God is blessing you, CE, and this paragraph of yours is so encouraging. The more we become prefected in Christ's love, the more we put the concerns of others before our own. It's a very good sign.

th
 
Thanks, everyone.

I got to spend time with my dad today...it was our Sunday drive through the countryside. He's taken up Bird Watching. I'm in it for the ride and conversation.

"Die to self daily." I'm finally at the point where I can realize that I still have what the Pentecostals would call an "I" problem. I've been praying for God to show me my pride and self-love more, because I was kinda thinking..."hey, I'm not full fledged NPD, that's it!," whereas the Bible stresses the importance of actual humility, not just reigning in your self-love so its not malignant.

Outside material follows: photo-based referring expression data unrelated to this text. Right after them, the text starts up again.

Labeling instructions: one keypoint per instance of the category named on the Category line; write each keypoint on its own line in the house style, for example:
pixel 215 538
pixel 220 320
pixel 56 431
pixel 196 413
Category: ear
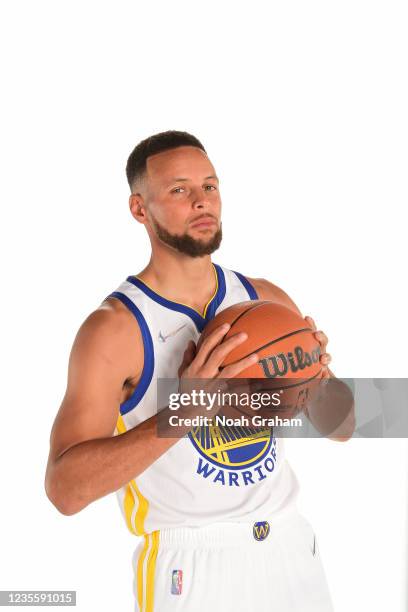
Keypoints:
pixel 137 207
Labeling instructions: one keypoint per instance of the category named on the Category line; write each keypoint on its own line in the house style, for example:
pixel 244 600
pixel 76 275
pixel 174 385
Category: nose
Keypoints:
pixel 199 199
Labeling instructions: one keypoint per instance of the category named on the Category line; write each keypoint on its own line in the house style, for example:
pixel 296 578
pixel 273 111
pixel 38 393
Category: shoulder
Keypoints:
pixel 268 291
pixel 109 334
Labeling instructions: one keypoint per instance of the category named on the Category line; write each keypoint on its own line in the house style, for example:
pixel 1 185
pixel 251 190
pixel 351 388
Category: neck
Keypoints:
pixel 181 278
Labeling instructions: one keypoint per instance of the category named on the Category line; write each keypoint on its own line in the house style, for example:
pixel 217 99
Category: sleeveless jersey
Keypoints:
pixel 208 477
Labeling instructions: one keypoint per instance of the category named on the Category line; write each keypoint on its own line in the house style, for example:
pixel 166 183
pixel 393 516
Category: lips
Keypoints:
pixel 204 222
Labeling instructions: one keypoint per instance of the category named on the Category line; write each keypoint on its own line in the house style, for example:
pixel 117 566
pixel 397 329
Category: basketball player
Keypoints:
pixel 216 534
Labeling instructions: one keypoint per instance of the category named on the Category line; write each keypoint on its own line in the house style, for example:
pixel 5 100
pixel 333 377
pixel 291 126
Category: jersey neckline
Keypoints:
pixel 200 319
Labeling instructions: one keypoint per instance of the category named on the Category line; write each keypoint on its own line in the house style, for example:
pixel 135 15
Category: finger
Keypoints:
pixel 220 352
pixel 209 343
pixel 325 359
pixel 239 366
pixel 188 357
pixel 321 337
pixel 310 322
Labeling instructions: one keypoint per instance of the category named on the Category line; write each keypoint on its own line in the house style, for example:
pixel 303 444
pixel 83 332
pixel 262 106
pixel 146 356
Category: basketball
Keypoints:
pixel 288 353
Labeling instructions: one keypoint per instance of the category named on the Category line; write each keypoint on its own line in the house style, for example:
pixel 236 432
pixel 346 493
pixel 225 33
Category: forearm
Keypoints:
pixel 332 413
pixel 94 468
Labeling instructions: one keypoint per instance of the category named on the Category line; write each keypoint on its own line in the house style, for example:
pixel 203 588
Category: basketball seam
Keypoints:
pixel 260 348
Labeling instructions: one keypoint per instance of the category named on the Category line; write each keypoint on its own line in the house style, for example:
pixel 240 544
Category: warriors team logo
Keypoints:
pixel 261 530
pixel 233 455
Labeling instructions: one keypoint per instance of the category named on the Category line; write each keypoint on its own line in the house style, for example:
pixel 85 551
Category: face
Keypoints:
pixel 179 202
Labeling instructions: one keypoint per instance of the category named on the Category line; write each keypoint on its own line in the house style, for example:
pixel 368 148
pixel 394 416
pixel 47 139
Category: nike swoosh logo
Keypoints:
pixel 163 338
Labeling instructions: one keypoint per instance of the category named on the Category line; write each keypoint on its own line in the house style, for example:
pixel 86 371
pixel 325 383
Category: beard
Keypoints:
pixel 186 244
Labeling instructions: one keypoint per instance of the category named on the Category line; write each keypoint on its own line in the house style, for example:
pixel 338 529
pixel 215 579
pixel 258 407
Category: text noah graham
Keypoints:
pixel 222 421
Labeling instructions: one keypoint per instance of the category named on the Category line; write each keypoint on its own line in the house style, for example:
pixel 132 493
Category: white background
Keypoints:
pixel 302 109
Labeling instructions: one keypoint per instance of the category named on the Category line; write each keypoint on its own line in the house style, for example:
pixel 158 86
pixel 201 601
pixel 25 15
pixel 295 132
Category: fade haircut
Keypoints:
pixel 136 164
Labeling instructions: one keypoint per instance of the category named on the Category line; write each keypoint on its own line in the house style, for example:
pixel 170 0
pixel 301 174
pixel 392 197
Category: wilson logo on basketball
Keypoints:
pixel 283 363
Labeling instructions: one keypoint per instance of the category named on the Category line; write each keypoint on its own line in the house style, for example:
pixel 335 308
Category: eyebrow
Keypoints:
pixel 185 179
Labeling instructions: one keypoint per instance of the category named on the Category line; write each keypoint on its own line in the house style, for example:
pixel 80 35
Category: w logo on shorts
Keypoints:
pixel 261 530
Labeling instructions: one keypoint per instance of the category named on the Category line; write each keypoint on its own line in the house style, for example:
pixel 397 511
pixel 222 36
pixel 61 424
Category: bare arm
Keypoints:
pixel 85 461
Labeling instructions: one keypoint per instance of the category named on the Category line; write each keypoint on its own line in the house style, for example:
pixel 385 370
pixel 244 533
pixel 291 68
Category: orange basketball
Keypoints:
pixel 287 350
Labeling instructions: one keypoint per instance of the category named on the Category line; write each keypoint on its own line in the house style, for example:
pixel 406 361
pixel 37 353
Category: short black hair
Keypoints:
pixel 163 141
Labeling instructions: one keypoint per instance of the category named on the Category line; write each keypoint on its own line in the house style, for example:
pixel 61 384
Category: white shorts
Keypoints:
pixel 232 567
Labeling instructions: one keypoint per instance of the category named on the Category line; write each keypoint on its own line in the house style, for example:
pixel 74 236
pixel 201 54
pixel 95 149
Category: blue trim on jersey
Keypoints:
pixel 198 319
pixel 248 286
pixel 148 364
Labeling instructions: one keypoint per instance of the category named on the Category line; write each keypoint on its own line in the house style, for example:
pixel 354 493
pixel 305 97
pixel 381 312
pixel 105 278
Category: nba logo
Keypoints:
pixel 261 530
pixel 177 582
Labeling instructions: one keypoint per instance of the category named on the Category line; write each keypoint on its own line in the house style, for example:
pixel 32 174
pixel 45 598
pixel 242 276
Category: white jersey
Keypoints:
pixel 195 483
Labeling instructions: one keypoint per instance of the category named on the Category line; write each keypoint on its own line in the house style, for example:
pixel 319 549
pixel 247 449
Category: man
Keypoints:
pixel 208 540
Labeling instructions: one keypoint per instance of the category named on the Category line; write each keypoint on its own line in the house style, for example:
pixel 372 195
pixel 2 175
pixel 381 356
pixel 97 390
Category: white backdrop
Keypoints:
pixel 302 109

I've been praying for more discipline and the beginnings of a work ethic, and I'm getting there, at least with school work. I have a lot of work to do towards becoming normal and getting a j-o-b, being in mainstream society, all that...but The Lord's been good to me, and to my family, too. I can relate to my dad much, much, much better now that I'm...well...completely different. That helps. I'm not some hopelessly burned out wretch who evokes pity and contempt (contemptuous pity?). Jesus stepped in...I'm healthy, I'm intelligent enough for my goals, and increasingly normal in most respects (but mentally ill. Weird, huh?). Now my dad can love me, because...I'm not a living, breathing example of what too much (electroshock, drugs, cigarette smoking, hair dye) does to a person.

Thanks again. :-)
 
Thanks, everyone.

I got to spend time with my dad today...it was our Sunday drive through the countryside. He's taken up Bird Watching. I'm in it for the ride and conversation.

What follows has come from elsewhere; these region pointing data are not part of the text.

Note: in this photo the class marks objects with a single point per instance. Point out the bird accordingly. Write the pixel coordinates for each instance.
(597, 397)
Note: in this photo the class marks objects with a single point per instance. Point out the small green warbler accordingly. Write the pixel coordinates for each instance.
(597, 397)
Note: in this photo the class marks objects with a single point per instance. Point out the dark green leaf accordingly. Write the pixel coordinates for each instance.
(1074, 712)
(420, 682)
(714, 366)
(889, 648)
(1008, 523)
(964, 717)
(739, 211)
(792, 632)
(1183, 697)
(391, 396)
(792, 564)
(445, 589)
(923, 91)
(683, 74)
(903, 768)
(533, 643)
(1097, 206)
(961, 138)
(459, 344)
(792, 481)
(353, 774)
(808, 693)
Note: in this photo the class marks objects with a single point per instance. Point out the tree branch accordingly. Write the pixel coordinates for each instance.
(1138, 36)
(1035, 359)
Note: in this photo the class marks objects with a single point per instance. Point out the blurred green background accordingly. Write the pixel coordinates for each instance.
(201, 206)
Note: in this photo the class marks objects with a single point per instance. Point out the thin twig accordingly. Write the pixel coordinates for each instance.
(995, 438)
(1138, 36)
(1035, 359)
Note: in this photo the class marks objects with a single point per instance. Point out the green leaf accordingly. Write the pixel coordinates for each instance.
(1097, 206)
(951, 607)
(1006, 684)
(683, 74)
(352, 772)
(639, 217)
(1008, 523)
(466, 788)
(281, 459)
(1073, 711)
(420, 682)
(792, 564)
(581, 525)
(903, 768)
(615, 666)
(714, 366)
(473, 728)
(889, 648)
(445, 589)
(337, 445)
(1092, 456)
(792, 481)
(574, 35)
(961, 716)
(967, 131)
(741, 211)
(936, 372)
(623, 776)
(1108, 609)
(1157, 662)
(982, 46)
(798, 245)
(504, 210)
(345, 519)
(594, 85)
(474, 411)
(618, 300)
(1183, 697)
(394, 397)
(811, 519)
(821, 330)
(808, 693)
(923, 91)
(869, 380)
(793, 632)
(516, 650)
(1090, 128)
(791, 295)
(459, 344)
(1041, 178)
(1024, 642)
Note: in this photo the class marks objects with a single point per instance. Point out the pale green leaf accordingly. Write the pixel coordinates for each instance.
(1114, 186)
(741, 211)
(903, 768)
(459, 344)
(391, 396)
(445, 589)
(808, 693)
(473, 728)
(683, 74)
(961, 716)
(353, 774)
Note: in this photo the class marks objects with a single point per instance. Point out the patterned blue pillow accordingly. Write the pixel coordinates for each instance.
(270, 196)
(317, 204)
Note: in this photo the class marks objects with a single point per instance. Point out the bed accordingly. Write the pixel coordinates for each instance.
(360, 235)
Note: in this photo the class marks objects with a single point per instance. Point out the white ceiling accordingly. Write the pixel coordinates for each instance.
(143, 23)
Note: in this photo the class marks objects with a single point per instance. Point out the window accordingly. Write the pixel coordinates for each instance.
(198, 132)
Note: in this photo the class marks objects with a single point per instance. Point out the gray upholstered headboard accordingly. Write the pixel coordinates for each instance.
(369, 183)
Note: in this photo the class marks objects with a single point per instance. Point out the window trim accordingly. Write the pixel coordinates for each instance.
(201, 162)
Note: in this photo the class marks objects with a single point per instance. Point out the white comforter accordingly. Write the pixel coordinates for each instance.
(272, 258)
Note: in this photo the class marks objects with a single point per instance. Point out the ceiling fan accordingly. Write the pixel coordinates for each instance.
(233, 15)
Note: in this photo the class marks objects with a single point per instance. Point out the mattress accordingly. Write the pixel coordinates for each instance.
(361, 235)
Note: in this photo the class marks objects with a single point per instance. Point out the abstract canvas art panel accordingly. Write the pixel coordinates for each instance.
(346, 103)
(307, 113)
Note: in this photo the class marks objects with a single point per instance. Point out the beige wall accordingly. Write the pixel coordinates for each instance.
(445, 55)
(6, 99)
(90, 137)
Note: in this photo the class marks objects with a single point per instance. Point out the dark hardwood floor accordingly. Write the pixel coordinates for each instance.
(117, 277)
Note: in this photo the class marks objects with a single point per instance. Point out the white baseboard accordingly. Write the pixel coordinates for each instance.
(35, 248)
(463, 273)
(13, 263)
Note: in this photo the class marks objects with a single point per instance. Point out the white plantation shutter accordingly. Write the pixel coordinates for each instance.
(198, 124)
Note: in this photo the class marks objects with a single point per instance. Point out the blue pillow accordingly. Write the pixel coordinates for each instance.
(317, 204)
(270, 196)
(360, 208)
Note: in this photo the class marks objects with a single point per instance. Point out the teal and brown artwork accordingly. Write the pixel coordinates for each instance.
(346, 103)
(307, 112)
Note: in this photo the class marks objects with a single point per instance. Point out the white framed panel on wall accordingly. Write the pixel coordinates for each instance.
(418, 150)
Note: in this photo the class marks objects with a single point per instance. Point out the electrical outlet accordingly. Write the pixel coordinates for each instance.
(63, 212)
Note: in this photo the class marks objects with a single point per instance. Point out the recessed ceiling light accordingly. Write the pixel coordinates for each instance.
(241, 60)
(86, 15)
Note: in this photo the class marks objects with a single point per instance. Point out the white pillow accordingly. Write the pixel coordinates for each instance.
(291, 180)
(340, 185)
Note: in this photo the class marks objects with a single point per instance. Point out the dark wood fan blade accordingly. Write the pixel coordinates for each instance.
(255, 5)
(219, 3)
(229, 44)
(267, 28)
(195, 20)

"Die to self daily." I'm finally at the point where I can realize that I still have what the Pentecostals would call an "I" problem. I've been praying for God to show me my pride and self-love more, because I was kinda thinking..."hey, I'm not full fledged NPD, that's it!," whereas the Bible stresses the importance of actual humility, not just reigning in your self-love so its not malignant.

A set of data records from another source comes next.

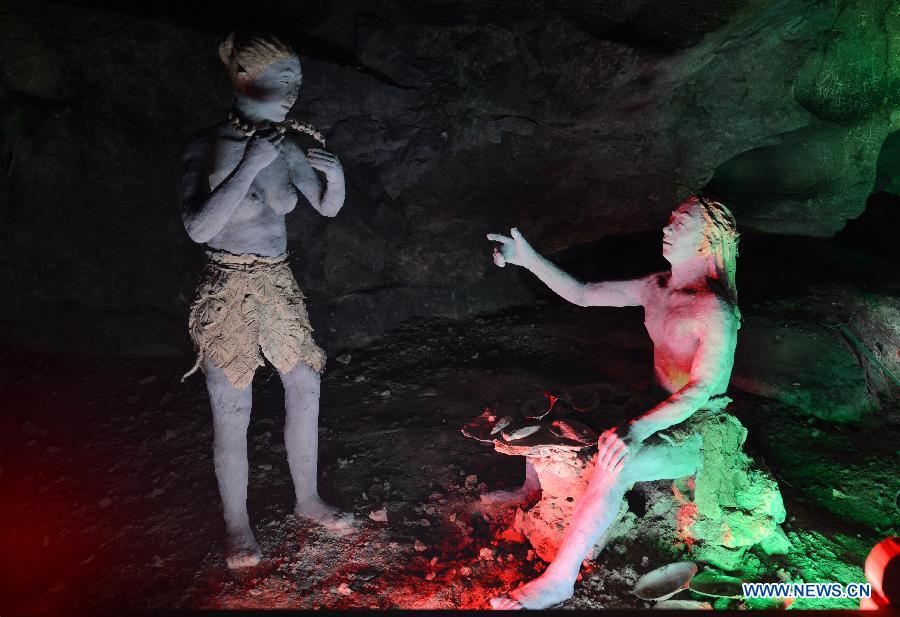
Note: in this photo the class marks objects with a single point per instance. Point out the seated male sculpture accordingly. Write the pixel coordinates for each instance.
(692, 316)
(241, 179)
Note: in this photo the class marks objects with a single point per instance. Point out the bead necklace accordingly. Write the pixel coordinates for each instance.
(248, 129)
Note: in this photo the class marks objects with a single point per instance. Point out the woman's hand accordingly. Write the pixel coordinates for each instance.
(512, 250)
(327, 163)
(616, 446)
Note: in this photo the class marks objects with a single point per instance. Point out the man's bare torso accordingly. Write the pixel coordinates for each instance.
(678, 322)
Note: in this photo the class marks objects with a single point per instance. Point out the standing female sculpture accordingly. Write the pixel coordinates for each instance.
(692, 317)
(241, 179)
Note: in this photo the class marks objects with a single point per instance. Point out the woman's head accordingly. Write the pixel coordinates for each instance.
(701, 227)
(265, 72)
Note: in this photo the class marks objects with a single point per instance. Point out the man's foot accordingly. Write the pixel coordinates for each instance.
(241, 549)
(509, 499)
(320, 512)
(542, 592)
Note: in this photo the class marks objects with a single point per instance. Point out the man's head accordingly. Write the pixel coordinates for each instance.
(701, 227)
(265, 72)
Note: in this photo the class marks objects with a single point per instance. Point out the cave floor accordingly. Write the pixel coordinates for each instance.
(110, 498)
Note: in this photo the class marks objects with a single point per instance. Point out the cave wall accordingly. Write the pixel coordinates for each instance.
(573, 121)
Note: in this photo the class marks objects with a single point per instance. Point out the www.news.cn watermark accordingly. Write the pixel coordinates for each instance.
(807, 590)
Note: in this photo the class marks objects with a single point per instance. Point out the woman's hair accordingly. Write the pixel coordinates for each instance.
(720, 240)
(245, 57)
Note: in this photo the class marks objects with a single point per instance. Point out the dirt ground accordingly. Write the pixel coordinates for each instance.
(110, 499)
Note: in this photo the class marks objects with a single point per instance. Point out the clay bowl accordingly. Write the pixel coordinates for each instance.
(716, 585)
(666, 581)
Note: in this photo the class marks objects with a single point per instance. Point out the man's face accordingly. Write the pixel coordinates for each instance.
(683, 236)
(275, 90)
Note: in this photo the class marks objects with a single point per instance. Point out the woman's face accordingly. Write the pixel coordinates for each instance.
(683, 236)
(275, 90)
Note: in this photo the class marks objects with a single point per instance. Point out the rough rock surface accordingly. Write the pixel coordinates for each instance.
(574, 121)
(829, 350)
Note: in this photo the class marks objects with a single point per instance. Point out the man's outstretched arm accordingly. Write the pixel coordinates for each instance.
(516, 250)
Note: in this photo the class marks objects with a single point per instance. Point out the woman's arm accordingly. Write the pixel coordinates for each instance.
(327, 202)
(204, 211)
(714, 358)
(516, 250)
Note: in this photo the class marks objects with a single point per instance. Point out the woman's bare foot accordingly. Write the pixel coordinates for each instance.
(543, 592)
(320, 512)
(241, 549)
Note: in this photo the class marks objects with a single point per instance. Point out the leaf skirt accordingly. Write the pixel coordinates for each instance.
(249, 307)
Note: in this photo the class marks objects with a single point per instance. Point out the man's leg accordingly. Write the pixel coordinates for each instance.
(231, 416)
(301, 439)
(594, 513)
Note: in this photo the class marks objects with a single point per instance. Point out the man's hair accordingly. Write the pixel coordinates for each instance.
(720, 240)
(246, 56)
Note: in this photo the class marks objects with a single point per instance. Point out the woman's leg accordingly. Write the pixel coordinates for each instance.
(594, 513)
(231, 416)
(301, 440)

I've been praying for more discipline and the beginnings of a work ethic, and I'm getting there, at least with school work. I have a lot of work to do towards becoming normal and getting a j-o-b, being in mainstream society, all that...but The Lord's been good to me, and to my family, too. I can relate to my dad much, much, much better now that I'm...well...completely different. That helps. I'm not some hopelessly burned out wretch who evokes pity and contempt (contemptuous pity?). Jesus stepped in...I'm healthy, I'm intelligent enough for my goals, and increasingly normal in most respects (but mentally ill. Weird, huh?). Now my dad can love me, because...I'm not a living, breathing example of what too much (electroshock, drugs, cigarette smoking, hair dye) does to a person.

Thanks again. :)

Your father loved you all along, CE.